Esa es la razón de ser de Sussy Tapia y todo el equipo de Crea Clown.
—Con buen humor no se va a curar una enfermedad. No va a pasar eso. Pero sí el payaso es un arquetipo social que está relacionado al juego, al humor, a la risa. Entonces, desde ahí, se vuelve muy potente cuando se está pasando por una situación adversa. Porque cuando se está enfermo, toda la vida se centra en ese evento. “Estoy enfermo, ya no puedo jugar, ya no me puedo reír, ya no puedo disfrutar de lo que antes disfrutaba”. Ahí el clown viene a recordar que, a pesar de que puedas estar enfermo, sí hay cosas de las que vas a poder disfrutar.
Sussy Tapia entra en su rol de Covadonga y comienza a hacer magia, jugando a esconder los dedos.
—Entonces, a lo mejor, aunque te duela la cabeza, si hay alguien que está ahí con una nariz roja y que apela al sentido de excentricidad, de buen humor, de locura, de juego y empieza a hacer así con las manos, se produce algo. Salen emociones. Puede ser la risa, pero a lo mejor te puedes estar riendo y, de esa misma risa, empiezas a llorar. Y está bien. En nuestra terapia, la risa ocupa un lugar importante, pero también las otras emociones. Porque la vida no es solo risa, hay dolor también— dice.
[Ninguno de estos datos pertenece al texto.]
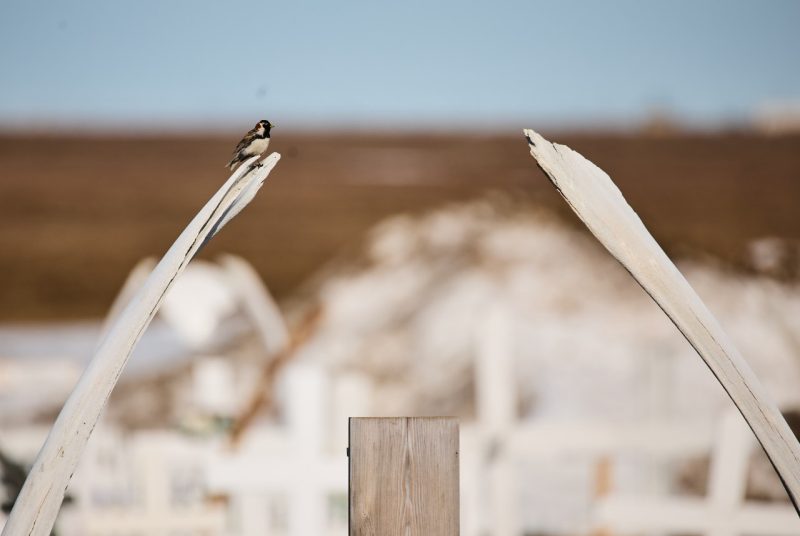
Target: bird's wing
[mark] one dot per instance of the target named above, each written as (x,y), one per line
(248,138)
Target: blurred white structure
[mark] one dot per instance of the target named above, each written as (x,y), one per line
(578,400)
(291,479)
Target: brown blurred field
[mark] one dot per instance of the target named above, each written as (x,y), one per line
(77,213)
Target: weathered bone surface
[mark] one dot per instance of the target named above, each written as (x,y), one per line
(599,204)
(40,499)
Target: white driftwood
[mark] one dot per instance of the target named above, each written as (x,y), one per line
(600,205)
(40,499)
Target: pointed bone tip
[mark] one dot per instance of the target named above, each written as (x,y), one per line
(531,136)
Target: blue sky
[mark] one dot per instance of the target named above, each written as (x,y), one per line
(169,63)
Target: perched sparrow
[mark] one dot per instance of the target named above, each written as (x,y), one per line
(254,143)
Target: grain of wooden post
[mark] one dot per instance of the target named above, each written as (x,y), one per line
(404,476)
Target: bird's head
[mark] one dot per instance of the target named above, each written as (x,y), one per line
(264,126)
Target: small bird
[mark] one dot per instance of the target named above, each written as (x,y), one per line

El estudio “Efectos de la intervención del payaso de hospital en la posición de sujeto enfermo internado en sala de oncología infantil” de la Pontificia Universidad Católica de Valparaíso concluye que el clown es “un agente que interviene la dinámica cotidiana del hospital, generando efectos que van más allá del hacer reír (…) proponemos la posibilidad de que el payaso, a través de su intervención, logre facilitar procesos de sanación por medio del juego y, a partir de ello, empoderar tanto al equipo de salud, como a las familias”.
Eso Sofía Montoya lo tiene claro.
—Los clowns rompen con ese esquema, te sales de esa seriedad y entiendes que no es necesario estar así todo el tiempo. Los clowns fluyen con los niños, les siguen el juego, la imaginación… los validan. Creo que eso ha sido una de las cosas más importantes. Los validan como personas— dice.
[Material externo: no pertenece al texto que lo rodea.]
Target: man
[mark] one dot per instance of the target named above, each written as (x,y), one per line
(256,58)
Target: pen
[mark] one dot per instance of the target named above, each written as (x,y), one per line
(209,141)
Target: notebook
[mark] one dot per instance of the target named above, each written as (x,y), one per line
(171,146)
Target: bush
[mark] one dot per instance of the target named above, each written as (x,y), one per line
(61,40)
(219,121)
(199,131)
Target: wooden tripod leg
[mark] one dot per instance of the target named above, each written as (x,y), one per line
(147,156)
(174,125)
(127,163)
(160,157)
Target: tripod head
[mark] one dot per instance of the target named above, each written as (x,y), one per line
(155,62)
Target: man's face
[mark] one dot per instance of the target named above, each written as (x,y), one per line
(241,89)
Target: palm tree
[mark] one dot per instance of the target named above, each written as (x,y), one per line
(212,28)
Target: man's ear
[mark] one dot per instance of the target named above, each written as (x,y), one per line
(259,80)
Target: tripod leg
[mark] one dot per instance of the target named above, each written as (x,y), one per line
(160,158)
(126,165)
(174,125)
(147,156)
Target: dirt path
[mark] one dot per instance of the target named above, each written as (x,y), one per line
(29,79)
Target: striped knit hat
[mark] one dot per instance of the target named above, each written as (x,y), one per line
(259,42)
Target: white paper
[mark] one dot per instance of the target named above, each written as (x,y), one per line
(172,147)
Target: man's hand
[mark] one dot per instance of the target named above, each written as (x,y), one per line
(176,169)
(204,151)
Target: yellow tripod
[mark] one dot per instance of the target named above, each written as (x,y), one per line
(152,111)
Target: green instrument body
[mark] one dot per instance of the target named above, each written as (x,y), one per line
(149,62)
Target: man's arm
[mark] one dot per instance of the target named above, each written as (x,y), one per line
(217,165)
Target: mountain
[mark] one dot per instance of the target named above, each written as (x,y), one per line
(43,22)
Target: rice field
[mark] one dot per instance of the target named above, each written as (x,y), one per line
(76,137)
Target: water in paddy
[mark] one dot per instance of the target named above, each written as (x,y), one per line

Covadonga no ve razón para no hacerlo.
—Porque a pesar de que se esté enfermo, hay una parte de uno que sí puede seguir riendo, que sí se puede sentir mejor, que sí se puede emocionar—asegura.
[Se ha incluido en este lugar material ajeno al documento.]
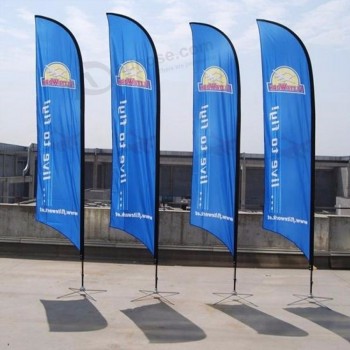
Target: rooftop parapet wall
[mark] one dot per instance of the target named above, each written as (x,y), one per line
(332,233)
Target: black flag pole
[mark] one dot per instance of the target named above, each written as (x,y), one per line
(155,293)
(82,290)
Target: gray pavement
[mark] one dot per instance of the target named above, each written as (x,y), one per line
(33,317)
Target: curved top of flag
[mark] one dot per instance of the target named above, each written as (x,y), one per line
(289,129)
(216,134)
(135,123)
(60,130)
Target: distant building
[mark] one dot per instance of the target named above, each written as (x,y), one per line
(18,178)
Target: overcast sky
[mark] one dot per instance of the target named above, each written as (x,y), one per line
(323,26)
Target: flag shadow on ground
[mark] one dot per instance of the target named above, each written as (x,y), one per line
(162,324)
(260,321)
(73,316)
(326,318)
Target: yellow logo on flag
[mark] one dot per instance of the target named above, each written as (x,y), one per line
(215,79)
(285,79)
(133,74)
(57,74)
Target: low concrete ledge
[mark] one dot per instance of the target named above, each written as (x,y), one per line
(179,242)
(170,255)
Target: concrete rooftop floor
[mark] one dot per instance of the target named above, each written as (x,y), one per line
(37,314)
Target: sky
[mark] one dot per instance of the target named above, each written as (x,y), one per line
(322,25)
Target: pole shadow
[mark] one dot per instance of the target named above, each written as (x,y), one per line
(73,316)
(261,322)
(326,318)
(162,324)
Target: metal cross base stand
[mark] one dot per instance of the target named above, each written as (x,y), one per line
(310,298)
(156,295)
(82,291)
(238,297)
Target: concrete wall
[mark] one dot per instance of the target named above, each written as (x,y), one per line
(332,234)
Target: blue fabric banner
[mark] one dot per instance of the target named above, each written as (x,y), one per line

Sussy Tapia resume hoy el rol que los clowns han tenido en medio de la crisis sanitaria:
—Nuestro trabajo se ha enfocado en el cuidado de la salud mental. Porque se ha visto afectada en pandemia. Se ha visto afectada en todos nosotros en la sociedad, pero si a eso le sumas la adversidad de estar enfermo, es más terrible. Es entonces ahí cuando los seres humanos nos transformamos y tener esta capacidad de que, cuando pasan cosas terribles, sacar fuerza de no se sabe dónde para salir adelante. Las personas salen adelante. Las niñas, los niños, las familias salen adelante.
Y así fue.
En mayo de este año, en la casa de Montoya, se organizó una fiesta. Aforo reducido, solo la familia. Hicieron una torta. Es que había que celebrar.
Ankatu entraba a fase de seguimiento. En palabras simples, explica Montoya, se puede decir que lo dieron de alta.
—Los payasitos estaban contentos, lo felicitaron— cuenta.
Hoy Ankatu solo tiene que ir al hospital una vez al mes para seguir haciéndose chequeos. No toma ningún medicamento. Puede salir a la plaza un poco más.
—¿Cómo te sientes?
—Estoy bien. Me siento bien— dice hoy Ankatu, nombre que, en mapudungún, significa “el que toca el cielo”.